Und so geht es an einem hochwinterlichen Tag mit den letzten Sonnenstrahlen wieder zurück ins Tal. Noch ist der FlemXpress mit seinen beiden ersten fertiggestellten Sektionen in einer Art Testphase, in der sowohl die Betreiber als auch die Entwickler mit jedem neuen Betriebstag hinzulernen. Kleinere Kinderkrankheiten machen dem neuen System derzeit noch zu schaffen, doch mit Blick auf die in den nächsten Jahren noch hinzukommenden weiteren Teilabschnitte scheinen die Weichen für einen erfolgreichen Betrieb bereits gestellt. Momentan ist das neue Betriebsprinzip jedoch auch für viele Fahrgäste noch gewöhnungsbedürftig. Nicht jeder ist ortskundig und weiss auf Anhieb, welche Station eigentlich die richtige ist. Das Stationspersonal übernimmt zu Stosszeiten daher die Zielwahl für die Kabinen, um die Wartezeiten zu verkürzen. Erfahrungswerte werden aber gewiss auch hier mit der Zeit dazu beitragen, dass der Betrieb reibungslos funktionieren wird.
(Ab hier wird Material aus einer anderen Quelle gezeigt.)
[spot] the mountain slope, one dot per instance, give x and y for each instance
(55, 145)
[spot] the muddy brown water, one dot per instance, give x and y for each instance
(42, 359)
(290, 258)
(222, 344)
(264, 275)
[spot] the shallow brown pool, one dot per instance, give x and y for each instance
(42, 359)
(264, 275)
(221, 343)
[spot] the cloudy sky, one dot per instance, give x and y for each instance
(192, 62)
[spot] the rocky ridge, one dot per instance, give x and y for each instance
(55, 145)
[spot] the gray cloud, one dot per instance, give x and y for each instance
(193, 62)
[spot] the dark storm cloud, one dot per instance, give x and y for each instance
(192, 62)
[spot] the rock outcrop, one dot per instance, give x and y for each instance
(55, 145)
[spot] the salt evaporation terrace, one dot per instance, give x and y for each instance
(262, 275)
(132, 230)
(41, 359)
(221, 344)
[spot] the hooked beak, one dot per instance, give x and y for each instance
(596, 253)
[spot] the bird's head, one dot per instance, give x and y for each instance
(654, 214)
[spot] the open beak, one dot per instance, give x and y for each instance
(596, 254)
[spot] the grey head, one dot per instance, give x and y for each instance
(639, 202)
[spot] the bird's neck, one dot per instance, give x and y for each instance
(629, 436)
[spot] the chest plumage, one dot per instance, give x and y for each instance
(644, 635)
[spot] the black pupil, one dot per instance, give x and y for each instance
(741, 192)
Talfahrt mit der Ropetaxi-Seilbahn von Foppa nach Flims

Ropetaxi-Klemme mit integrierten Akkus

Talstation des Ropetaxi in Flims

Kabine des FlemXpress mit Skiköchern

Immerhin handelt es sich um eine völlig neuartige Idee, die der Hersteller Bartholet und das Skigebiet Flims-Laax-Falera hier entwickelt und realisiert haben. Eine Revolution, wie es sie im Seilbahnbau seit Jahrzehnten nicht mehr gegeben hat und die das Potenzial besitzt, unsere Art der Fortbewegung grundlegend zu verändern. Ob sich das System in Skigebieten weiter verbreiten und etablieren kann, bleibt abzuwarten. Interessant dürfte das Prinzip aber vor allem im urbanen Bereich als Nahverkehrsmittel werden. Auf einem Seilbahnnetz quer durch eine Grossstadt fahren, dabei einfach in ein Fahrzeug einsteigen und individuell das Ziel per Knopfdruck wählen? Diese vermeintliche Utopie ist mit dem FlemXpress plötzlich ein ganzes Stück realistischer geworden.